Rating: T // Canon-typical violence.
“Do not follow me.” Cipher Nine nearly growled the words without so much as a glance over his shoulder. “Stay with the ship. Kaliyo’s handling security. And keep an eye on Doctor Lokin. I still don’t trust him.”
“Agent-” Vector tried again with a frown. They’d been circling around this since Nine had initiated their docking run with Quesh’s orbital station.
“What part of my instructions were unclear?” Nine rounded on them with a fire burning in his pale eyes, accentuated by the sharp draw of his brow, parallelled lines of the grim frown set across his lips.

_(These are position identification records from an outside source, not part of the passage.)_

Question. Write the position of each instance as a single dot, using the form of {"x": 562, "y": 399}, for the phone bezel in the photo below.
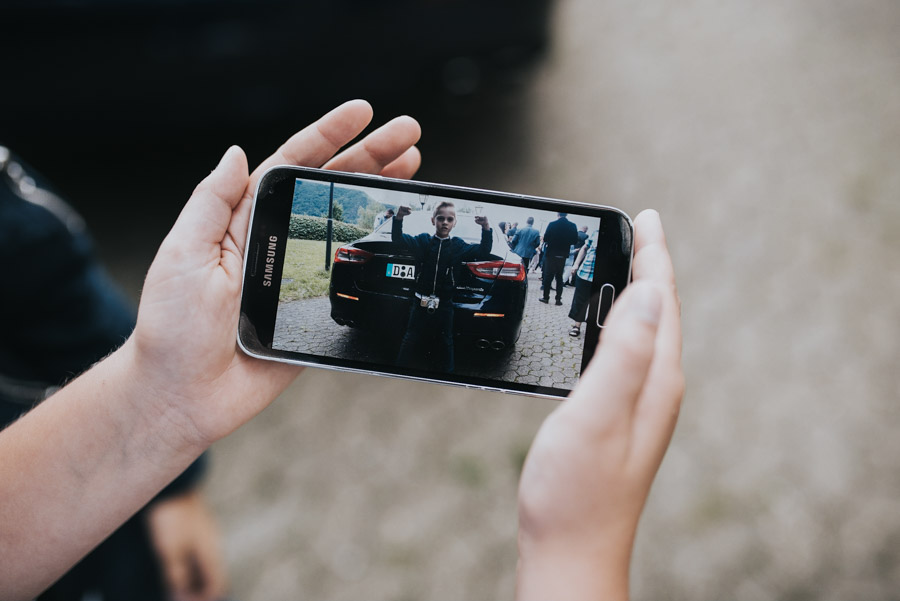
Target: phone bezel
{"x": 249, "y": 343}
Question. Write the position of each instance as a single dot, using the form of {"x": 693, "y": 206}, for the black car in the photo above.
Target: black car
{"x": 372, "y": 283}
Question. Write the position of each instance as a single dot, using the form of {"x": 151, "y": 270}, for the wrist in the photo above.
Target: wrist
{"x": 153, "y": 409}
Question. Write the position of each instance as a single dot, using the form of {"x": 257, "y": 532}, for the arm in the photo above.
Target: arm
{"x": 590, "y": 468}
{"x": 129, "y": 425}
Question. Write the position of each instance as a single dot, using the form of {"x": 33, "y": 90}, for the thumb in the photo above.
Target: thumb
{"x": 207, "y": 214}
{"x": 609, "y": 389}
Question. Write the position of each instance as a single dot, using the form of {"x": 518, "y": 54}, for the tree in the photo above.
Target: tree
{"x": 365, "y": 218}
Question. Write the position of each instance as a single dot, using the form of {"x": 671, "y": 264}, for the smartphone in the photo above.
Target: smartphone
{"x": 429, "y": 282}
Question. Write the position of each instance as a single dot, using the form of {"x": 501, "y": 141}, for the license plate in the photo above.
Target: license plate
{"x": 399, "y": 270}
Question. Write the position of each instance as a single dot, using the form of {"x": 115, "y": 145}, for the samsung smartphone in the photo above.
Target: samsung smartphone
{"x": 429, "y": 282}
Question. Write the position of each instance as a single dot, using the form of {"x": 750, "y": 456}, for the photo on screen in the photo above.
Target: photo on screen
{"x": 448, "y": 286}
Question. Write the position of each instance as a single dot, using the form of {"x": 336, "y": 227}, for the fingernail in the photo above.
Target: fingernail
{"x": 228, "y": 152}
{"x": 646, "y": 303}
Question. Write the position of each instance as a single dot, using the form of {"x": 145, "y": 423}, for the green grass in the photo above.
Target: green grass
{"x": 304, "y": 264}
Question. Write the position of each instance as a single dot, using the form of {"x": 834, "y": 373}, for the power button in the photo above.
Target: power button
{"x": 607, "y": 294}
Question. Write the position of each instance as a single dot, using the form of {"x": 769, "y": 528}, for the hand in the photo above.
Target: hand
{"x": 186, "y": 539}
{"x": 183, "y": 346}
{"x": 590, "y": 468}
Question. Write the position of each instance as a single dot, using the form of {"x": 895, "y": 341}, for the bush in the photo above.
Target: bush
{"x": 304, "y": 227}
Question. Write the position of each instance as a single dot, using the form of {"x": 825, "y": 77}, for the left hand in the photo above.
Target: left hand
{"x": 187, "y": 543}
{"x": 183, "y": 349}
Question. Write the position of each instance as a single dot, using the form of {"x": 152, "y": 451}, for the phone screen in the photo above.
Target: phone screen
{"x": 444, "y": 284}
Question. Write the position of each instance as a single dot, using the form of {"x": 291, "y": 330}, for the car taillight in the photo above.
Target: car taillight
{"x": 349, "y": 254}
{"x": 498, "y": 270}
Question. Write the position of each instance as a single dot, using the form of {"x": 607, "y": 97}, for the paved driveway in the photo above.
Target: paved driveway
{"x": 545, "y": 354}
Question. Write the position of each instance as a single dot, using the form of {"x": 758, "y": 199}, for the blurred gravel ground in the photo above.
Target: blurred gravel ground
{"x": 767, "y": 134}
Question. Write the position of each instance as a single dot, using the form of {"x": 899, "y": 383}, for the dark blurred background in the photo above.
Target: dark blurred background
{"x": 766, "y": 133}
{"x": 124, "y": 106}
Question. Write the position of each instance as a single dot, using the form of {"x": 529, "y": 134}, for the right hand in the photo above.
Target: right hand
{"x": 590, "y": 468}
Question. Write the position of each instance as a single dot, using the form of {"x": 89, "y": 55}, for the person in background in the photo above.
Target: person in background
{"x": 525, "y": 242}
{"x": 511, "y": 232}
{"x": 559, "y": 237}
{"x": 382, "y": 218}
{"x": 60, "y": 314}
{"x": 122, "y": 430}
{"x": 583, "y": 269}
{"x": 569, "y": 270}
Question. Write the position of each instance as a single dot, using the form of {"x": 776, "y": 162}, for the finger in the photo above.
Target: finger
{"x": 310, "y": 147}
{"x": 316, "y": 143}
{"x": 177, "y": 574}
{"x": 404, "y": 166}
{"x": 660, "y": 402}
{"x": 607, "y": 393}
{"x": 651, "y": 253}
{"x": 210, "y": 581}
{"x": 380, "y": 148}
{"x": 652, "y": 262}
{"x": 206, "y": 216}
{"x": 659, "y": 405}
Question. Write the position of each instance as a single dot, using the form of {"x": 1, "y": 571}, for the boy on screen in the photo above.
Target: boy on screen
{"x": 431, "y": 310}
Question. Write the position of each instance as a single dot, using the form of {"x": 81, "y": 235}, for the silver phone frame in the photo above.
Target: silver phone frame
{"x": 448, "y": 187}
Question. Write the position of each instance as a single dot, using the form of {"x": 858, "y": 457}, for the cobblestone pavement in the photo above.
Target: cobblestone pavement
{"x": 544, "y": 354}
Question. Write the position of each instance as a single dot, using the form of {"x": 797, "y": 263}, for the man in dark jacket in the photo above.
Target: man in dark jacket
{"x": 525, "y": 242}
{"x": 60, "y": 313}
{"x": 431, "y": 310}
{"x": 559, "y": 237}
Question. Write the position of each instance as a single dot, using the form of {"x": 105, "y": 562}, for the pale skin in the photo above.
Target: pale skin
{"x": 129, "y": 425}
{"x": 444, "y": 220}
{"x": 125, "y": 428}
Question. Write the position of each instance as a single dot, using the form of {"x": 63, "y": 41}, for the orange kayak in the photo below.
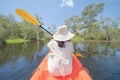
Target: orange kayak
{"x": 78, "y": 73}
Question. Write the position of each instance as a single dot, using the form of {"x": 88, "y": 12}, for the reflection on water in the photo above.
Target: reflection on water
{"x": 18, "y": 61}
{"x": 101, "y": 59}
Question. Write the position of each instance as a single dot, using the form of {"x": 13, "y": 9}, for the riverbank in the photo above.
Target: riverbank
{"x": 79, "y": 39}
{"x": 16, "y": 41}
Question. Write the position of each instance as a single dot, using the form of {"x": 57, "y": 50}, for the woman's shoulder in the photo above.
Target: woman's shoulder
{"x": 69, "y": 43}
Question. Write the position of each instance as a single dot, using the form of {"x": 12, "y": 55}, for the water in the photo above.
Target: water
{"x": 17, "y": 62}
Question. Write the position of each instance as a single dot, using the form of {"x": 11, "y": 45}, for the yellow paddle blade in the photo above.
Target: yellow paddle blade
{"x": 27, "y": 17}
{"x": 78, "y": 55}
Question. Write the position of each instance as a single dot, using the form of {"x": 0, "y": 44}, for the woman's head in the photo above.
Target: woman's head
{"x": 63, "y": 34}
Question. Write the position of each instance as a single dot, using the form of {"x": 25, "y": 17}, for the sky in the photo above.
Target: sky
{"x": 57, "y": 11}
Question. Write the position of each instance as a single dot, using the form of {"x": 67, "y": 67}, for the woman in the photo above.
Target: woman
{"x": 60, "y": 60}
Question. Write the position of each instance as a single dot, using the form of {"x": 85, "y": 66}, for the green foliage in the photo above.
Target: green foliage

Something twitched down Vector’s spine, but he refrained from flinching. Nine had been irritable since Taris. Maybe Kaliyo didn’t notice, or didn’t care to notice, but he was also restless. The younglings worried.
They reported increased pacing. Trouble focusing. Uncharacteristic.
They doubted Djannis was completely oblivious and, despite her gruff attitude, a part of them still dared to believe she wasn’t completely careless, but Nine had always been efficient in deflecting her barbed jabs.
“We are not looking for trouble, agent,” Vector said carefully. Their eyes narrowed slightly as they watched him. They wondered if he agreed. They did not mistrust his judgement, but Nine played by the rules of engagement just as much as he edged their boundaries. Their presence here on Quesh seemed to be further into the latter than they were accustomed to.
Intelligence had not directly authorized their presence here and Nine had not extensively discussed their reasons before landing. They had simply set course and had been told to stay out of trouble.
Nine held his gaze for a long moment in silence before he sighed. The mask flickered. One hand reached up to his temple. An increasingly common tic as of late. “There’s always trouble, Vector.”
The Joiner’s frown deepened. “Which is why we ask again to accompany you,” he said. “It isn’t safe.”
Nine shook his head. “No, Vector. This is one thing I must do alone.”
Stubborn. Vector inhaled deeply to exhale slowly. “Very well, agent,” they relented. “Just… take care of yourself. We will await your return.”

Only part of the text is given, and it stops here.